Comparer Apple face au FBI et Microsoft avec BitLocker n’est pas juste

Contrasting Apple standing up to FBI with Microsoft BitLocker keys isn’t fair

La récente décision de Microsoft de transmettre des clés BitLocker à la FBI a suscité un vif débat, surtout en comparaison avec la résistance d’Apple face à des demandes similaires en 2015. Bien que ces deux géants de la tech utilisent tous deux des systèmes de cryptage robuste, leurs approches vis-à-vis des autorités judiciaires diffèrent de manière significative. Explorons comment cette situation est à la fois complexe et importante pour les utilisateurs de ces technologies.

Le cas marquant d’Apple face à la FBI

En décembre 2015, l’affaire du massacre de San Bernardino a placé Apple en première ligne. La FBI a exigé l’accès à un iPhone verrouillé appartenant à l’un des tireurs afin d’obtenir des données cruciales pour l’enquête. La demande impliquait de contourner la sécurité offerte par le Secure Enclave, une manœuvre que la société a catégoriquement refusée.

Ce refus d’Apple a donné lieu à une bataille médiatique et juridique intense. Finalement, il a été prouvé que d’autres moyens d’accéder aux informations étaient disponibles sans compromettre la sécurité de tous les utilisateurs d’iPhone. Cette situation a renforcé la confiance d’Apple auprès de ses clients, démontrant son engagement envers la protection de leurs données.

Un choix à faire pour les utilisateurs de Microsoft

En revanche, Microsoft a récemment admis avoir remis des clés BitLocker à la FBI dans le cadre d’une enquête sur une fraude.

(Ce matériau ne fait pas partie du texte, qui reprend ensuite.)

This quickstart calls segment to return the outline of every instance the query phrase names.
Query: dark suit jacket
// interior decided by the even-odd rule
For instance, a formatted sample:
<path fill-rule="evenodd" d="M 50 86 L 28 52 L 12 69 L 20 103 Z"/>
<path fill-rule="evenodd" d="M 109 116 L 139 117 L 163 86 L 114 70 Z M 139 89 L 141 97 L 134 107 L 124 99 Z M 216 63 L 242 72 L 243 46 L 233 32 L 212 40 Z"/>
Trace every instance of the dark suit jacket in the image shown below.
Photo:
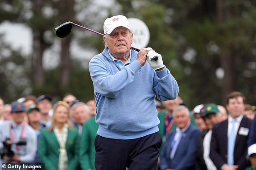
<path fill-rule="evenodd" d="M 198 129 L 190 124 L 182 135 L 173 159 L 170 158 L 171 145 L 176 130 L 171 130 L 167 134 L 160 156 L 161 169 L 169 168 L 175 170 L 194 170 L 197 140 L 200 133 Z"/>
<path fill-rule="evenodd" d="M 220 170 L 223 164 L 227 163 L 228 120 L 216 124 L 212 130 L 210 158 L 218 170 Z M 249 134 L 241 135 L 239 134 L 239 130 L 241 127 L 249 129 L 251 123 L 251 120 L 244 116 L 237 131 L 235 143 L 234 164 L 239 166 L 238 170 L 244 170 L 249 164 L 246 159 L 246 142 Z"/>
<path fill-rule="evenodd" d="M 256 116 L 254 117 L 251 125 L 249 138 L 247 141 L 247 146 L 249 147 L 255 143 L 256 143 Z"/>
<path fill-rule="evenodd" d="M 165 115 L 166 114 L 166 111 L 165 110 L 163 110 L 160 111 L 157 114 L 157 117 L 160 121 L 160 123 L 158 124 L 158 128 L 159 128 L 159 132 L 160 133 L 160 134 L 162 137 L 162 144 L 160 148 L 160 151 L 161 150 L 161 149 L 164 146 L 164 143 L 165 142 L 165 138 L 166 135 L 165 128 L 166 127 L 165 127 Z M 193 116 L 191 114 L 190 114 L 190 122 L 192 124 L 194 125 L 195 126 L 197 126 L 196 123 L 195 123 L 194 119 L 194 116 Z M 175 123 L 173 123 L 172 127 L 171 127 L 170 130 L 174 130 L 176 129 L 176 127 L 177 127 L 177 126 Z"/>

Ce fait a soulevé des questions sur l’intégrité des pratiques de Microsoft. À l’origine, les utilisateurs affectés avaient stocké leurs clés sur le service cloud de Microsoft, faisant ainsi le choix d’un cryptage moins robuste, permettant à l’entreprise d’y accéder en cas de besoin.

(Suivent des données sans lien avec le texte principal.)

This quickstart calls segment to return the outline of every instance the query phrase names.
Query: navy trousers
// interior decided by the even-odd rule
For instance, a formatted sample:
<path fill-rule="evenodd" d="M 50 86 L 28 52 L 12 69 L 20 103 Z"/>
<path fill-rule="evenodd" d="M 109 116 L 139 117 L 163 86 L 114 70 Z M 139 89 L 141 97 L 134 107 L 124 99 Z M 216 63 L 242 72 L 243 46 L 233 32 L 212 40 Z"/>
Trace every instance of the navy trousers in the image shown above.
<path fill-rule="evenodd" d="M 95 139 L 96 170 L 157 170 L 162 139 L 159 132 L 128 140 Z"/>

Ce choix est délibéré, offrant aux utilisateurs une option pour récupérer l’accès à leurs appareils en cas d’oubli de mot de passe. Ceux qui préfèrent garder leurs clés privées peuvent simplement éviter de les stocker en ligne. Cela nous rappelle que, finalement, chaque utilisateur a un pouvoir de décision quant à la sécurité de ses données.

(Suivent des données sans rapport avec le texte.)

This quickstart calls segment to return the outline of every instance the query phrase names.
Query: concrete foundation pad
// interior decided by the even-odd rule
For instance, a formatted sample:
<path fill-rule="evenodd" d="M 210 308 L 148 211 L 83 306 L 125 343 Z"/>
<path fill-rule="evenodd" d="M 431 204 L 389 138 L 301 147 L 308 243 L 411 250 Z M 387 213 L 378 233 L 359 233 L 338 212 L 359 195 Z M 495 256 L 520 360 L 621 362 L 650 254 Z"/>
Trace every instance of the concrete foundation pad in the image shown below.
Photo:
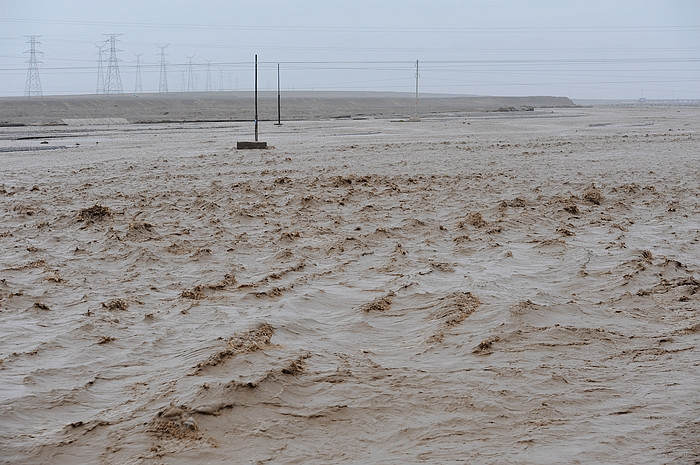
<path fill-rule="evenodd" d="M 236 148 L 241 149 L 266 149 L 267 142 L 237 142 Z"/>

Parallèles avec le service iCloud d’Apple

Ce dilemme n’est pas sans rappeler l’architecture de sécurité initiale d’iCloud. Les données étaient également soumises à un cryptage limité, permettant à Apple de fournir des accès aux agences judiciaires à la demande. Cependant, avec le temps, Apple a mis en place un cryptage de bout en bout pour plusieurs catégories de données, rendant l’accès impossible même pour eux.

En 2022, Apple a introduit une option innovante avec la fonctionnalité Advanced Data Protection (ADP), permettant aux utilisateurs d’activer un cryptage fort pour l’ensemble de leurs données iCloud. Toutefois, cette option n’est pas activée par défaut, afin de ne pas priver les utilisateurs de leurs précieuses informations en cas d’oubli de mot de passe.

Si vous n’avez pas activé ADP, sachez qu’Apple reste en mesure d’accéder à certaines données iCloud et de les fournir aux autorités si nécessaire. Dans cette dynamique, le choix revient une fois de plus aux utilisateurs, qui doivent peser le risque et la commodité de leur sécurité. Essentiellement, chaque décision, que ce soit chez Microsoft ou chez Apple, vous revient.